There is still another aspect of the case, in which, if it were possible to regard Townsend as contributing to the unfortunate injury of the plaintiff by his own negligence and careless warding off the person of the plaintiff, the result would still be not more favorable for/-this defendant. Though a third person’s negligence may have contributed'' to the result, so that such third person might even be liable to answer in damages, still the original author of the mischief will not any the/ more be excused.

In Chapman v. The New Haven R. R. Co., 19 N. Y. 341, an action was sustained against the defendant for an injury occasioned to the *433plaintiff by a collision be'tween a train of cars upon its road and one upon the Harlem railroad, and which would not have occurred but from the negligence of the latter road, in the cars of which the plaintiff was a passenger; thus, in effect, holding that where the injury was the result of two concurring causes, one party in fault is not exempted from full liability for the injury, although another party was equally culpable.

And in Peck v. Neal, 3 McLean 22, the driver of a coach was considered liable to the plaintiff for an accident happening through his negligence, although the negligence of the driver of the coach in which the plaintiff sat contributed to the accident, and although, it was said, an action might lie against the latter.

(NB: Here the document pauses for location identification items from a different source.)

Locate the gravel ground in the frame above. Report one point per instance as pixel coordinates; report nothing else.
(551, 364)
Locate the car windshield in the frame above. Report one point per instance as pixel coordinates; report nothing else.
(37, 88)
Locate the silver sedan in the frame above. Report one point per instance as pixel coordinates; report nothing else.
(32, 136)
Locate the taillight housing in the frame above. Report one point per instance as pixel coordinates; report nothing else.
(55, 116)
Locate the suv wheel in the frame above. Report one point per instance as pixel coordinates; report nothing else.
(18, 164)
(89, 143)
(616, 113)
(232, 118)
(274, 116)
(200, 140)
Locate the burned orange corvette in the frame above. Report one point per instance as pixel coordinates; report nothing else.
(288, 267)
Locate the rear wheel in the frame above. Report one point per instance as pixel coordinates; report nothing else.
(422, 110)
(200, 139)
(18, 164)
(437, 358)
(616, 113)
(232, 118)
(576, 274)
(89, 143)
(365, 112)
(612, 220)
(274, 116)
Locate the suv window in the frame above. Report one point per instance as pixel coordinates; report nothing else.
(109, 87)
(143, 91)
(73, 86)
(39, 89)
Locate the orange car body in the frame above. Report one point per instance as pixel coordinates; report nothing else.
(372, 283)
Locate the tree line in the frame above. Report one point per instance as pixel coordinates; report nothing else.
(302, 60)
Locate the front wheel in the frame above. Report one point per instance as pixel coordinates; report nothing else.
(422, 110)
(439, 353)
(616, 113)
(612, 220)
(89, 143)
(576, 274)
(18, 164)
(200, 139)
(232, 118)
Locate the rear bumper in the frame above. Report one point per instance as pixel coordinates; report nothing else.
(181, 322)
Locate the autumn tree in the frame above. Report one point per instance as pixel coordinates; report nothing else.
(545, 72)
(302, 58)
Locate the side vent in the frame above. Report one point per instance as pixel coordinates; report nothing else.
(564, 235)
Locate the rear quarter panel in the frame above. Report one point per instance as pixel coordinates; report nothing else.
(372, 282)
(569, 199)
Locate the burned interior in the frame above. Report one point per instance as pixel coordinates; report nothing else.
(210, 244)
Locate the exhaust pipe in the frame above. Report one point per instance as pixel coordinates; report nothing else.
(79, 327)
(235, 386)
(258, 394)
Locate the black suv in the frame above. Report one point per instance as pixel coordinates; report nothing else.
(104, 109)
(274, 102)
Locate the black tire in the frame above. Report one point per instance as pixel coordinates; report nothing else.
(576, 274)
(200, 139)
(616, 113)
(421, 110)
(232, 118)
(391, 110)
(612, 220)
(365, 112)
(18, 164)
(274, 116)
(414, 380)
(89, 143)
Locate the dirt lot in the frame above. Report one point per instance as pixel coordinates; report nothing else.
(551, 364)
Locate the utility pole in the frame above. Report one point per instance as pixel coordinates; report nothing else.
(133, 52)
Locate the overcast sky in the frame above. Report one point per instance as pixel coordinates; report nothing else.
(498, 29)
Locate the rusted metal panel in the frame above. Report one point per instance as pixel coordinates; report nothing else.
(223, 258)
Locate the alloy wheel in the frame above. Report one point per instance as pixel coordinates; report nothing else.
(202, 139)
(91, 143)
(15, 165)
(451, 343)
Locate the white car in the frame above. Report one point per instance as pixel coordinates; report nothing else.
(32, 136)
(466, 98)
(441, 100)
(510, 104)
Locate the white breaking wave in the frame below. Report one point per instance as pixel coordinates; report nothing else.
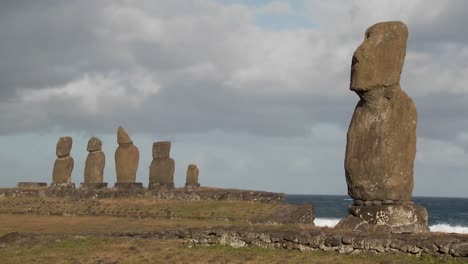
(326, 222)
(445, 228)
(449, 229)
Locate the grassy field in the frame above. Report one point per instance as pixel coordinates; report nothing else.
(146, 208)
(82, 239)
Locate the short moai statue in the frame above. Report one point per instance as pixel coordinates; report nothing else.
(94, 166)
(127, 158)
(191, 181)
(162, 167)
(63, 166)
(381, 140)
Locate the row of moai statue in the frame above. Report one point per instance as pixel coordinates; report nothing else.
(127, 156)
(381, 140)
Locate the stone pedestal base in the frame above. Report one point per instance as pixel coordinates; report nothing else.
(93, 185)
(31, 185)
(403, 218)
(160, 186)
(192, 187)
(62, 186)
(128, 186)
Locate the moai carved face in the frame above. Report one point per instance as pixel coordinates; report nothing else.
(123, 137)
(378, 61)
(64, 147)
(94, 144)
(161, 149)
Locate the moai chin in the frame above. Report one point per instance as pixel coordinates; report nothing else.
(127, 158)
(191, 181)
(381, 140)
(162, 167)
(94, 166)
(63, 166)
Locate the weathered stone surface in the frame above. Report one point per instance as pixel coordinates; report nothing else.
(381, 142)
(161, 149)
(127, 158)
(63, 168)
(123, 137)
(64, 146)
(161, 172)
(192, 175)
(31, 185)
(128, 186)
(94, 167)
(94, 144)
(93, 185)
(386, 219)
(378, 61)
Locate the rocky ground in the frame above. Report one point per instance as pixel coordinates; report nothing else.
(57, 230)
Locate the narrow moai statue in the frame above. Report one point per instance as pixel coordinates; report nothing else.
(63, 166)
(127, 158)
(94, 166)
(162, 167)
(381, 140)
(191, 181)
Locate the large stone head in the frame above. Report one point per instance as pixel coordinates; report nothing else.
(94, 144)
(123, 137)
(378, 61)
(64, 147)
(161, 149)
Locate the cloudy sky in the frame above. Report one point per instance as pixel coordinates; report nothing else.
(254, 92)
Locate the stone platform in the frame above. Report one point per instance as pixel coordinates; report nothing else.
(128, 186)
(160, 186)
(397, 219)
(93, 186)
(31, 185)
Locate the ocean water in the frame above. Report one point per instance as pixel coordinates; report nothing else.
(448, 215)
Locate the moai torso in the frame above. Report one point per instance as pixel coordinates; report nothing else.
(162, 167)
(63, 165)
(127, 158)
(381, 141)
(192, 175)
(95, 162)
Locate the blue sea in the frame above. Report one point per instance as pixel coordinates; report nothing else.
(448, 215)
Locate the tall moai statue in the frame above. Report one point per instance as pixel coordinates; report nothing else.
(94, 166)
(127, 158)
(191, 181)
(162, 167)
(381, 140)
(63, 166)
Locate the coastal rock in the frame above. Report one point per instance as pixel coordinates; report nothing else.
(192, 176)
(161, 172)
(94, 144)
(386, 218)
(63, 166)
(127, 158)
(95, 162)
(123, 137)
(64, 146)
(381, 141)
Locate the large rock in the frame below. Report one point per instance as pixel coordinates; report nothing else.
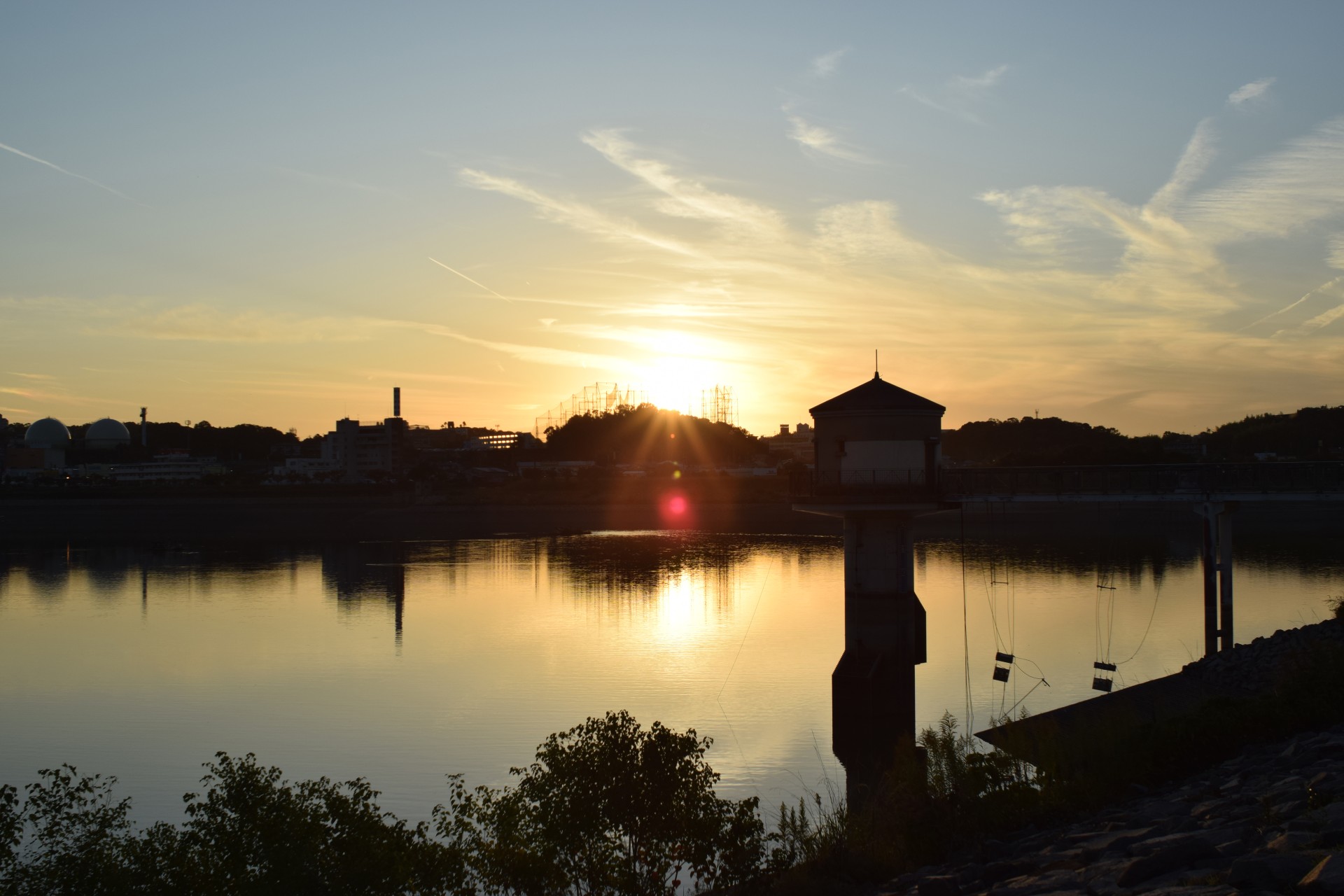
(1327, 879)
(1268, 872)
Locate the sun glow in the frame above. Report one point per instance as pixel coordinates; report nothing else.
(682, 367)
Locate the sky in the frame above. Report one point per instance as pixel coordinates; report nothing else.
(1124, 214)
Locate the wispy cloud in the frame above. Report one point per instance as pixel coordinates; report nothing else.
(574, 214)
(470, 280)
(207, 324)
(977, 85)
(70, 174)
(685, 197)
(1250, 93)
(1278, 194)
(1108, 305)
(1336, 251)
(820, 140)
(336, 182)
(827, 64)
(960, 96)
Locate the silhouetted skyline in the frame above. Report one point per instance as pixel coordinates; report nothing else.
(1124, 216)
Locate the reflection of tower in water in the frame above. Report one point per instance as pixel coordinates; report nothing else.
(876, 468)
(375, 574)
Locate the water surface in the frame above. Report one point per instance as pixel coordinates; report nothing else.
(403, 663)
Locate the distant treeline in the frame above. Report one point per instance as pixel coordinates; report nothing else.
(1308, 434)
(648, 434)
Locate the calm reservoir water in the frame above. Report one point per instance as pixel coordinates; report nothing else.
(403, 663)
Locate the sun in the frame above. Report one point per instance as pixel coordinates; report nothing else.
(682, 365)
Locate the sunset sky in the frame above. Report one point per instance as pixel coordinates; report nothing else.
(1129, 216)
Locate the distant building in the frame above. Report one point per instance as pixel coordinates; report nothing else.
(304, 468)
(365, 449)
(500, 441)
(796, 445)
(164, 468)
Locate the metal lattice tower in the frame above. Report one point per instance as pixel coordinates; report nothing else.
(598, 398)
(720, 406)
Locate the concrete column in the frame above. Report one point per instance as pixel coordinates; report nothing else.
(1209, 561)
(1225, 577)
(873, 688)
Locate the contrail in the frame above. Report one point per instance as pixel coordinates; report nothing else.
(1288, 308)
(90, 181)
(470, 280)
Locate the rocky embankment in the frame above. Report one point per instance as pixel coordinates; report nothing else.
(1270, 820)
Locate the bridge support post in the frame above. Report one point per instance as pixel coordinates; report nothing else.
(873, 688)
(1217, 561)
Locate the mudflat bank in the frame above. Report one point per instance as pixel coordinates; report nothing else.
(1270, 820)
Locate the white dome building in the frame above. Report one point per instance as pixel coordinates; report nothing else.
(49, 433)
(106, 434)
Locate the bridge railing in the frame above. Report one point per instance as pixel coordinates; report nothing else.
(1158, 479)
(864, 484)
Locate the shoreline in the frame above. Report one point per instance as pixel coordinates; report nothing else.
(296, 520)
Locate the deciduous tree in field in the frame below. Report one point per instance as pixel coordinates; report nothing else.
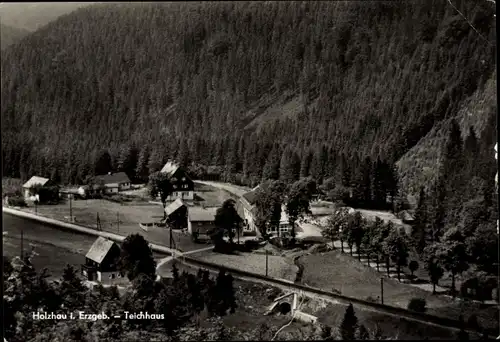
(227, 218)
(349, 324)
(433, 265)
(413, 266)
(452, 253)
(159, 184)
(386, 230)
(298, 199)
(358, 231)
(269, 201)
(137, 257)
(377, 235)
(396, 247)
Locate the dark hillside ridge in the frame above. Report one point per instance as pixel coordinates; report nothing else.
(222, 83)
(10, 35)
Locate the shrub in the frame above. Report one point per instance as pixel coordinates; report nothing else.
(413, 266)
(473, 323)
(417, 305)
(17, 202)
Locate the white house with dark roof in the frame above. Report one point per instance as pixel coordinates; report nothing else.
(101, 261)
(114, 182)
(176, 214)
(183, 185)
(28, 187)
(201, 221)
(248, 202)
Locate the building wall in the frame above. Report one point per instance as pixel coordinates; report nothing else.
(184, 195)
(108, 277)
(125, 186)
(200, 227)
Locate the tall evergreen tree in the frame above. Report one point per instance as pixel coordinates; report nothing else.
(272, 166)
(305, 163)
(349, 324)
(420, 229)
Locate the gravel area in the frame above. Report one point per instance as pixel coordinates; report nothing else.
(278, 267)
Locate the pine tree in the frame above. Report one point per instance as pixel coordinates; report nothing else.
(349, 324)
(379, 191)
(272, 166)
(419, 230)
(305, 163)
(289, 166)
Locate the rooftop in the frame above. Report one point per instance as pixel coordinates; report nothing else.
(170, 168)
(99, 249)
(174, 206)
(119, 177)
(34, 181)
(197, 214)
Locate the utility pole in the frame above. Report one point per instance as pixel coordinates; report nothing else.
(22, 244)
(382, 290)
(267, 262)
(70, 209)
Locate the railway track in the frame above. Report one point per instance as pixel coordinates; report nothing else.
(279, 283)
(333, 298)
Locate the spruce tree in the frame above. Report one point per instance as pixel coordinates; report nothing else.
(305, 163)
(349, 324)
(272, 166)
(289, 166)
(419, 230)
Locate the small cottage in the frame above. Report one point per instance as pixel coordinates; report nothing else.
(182, 184)
(30, 187)
(114, 182)
(201, 221)
(101, 261)
(176, 214)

And see Brehm v. The Great Western Railway, 34 Barb. 274, and Mott v. The Hudson River R. R., 8 Bosw. 345. In the latter case, the plaintiff’s buildings were on fire; and while the firemen were endeavoring to extinguish it, the cars of the defendant passed over the hose, cutting and rendering it unfit for use, in consequence of which the buildings were consumed. It was held, that if the act were done by the concurring negligence of the defendant and the firemen, in such sense that the hose would not have been cut if either had been free from negligence, the plaintiff was entitled to recover.

Upon all these considerations, we are of the opinion that there was no error in the instructions Of the court; and that the plaintiff may maintain trespass for the injury which he has sustained.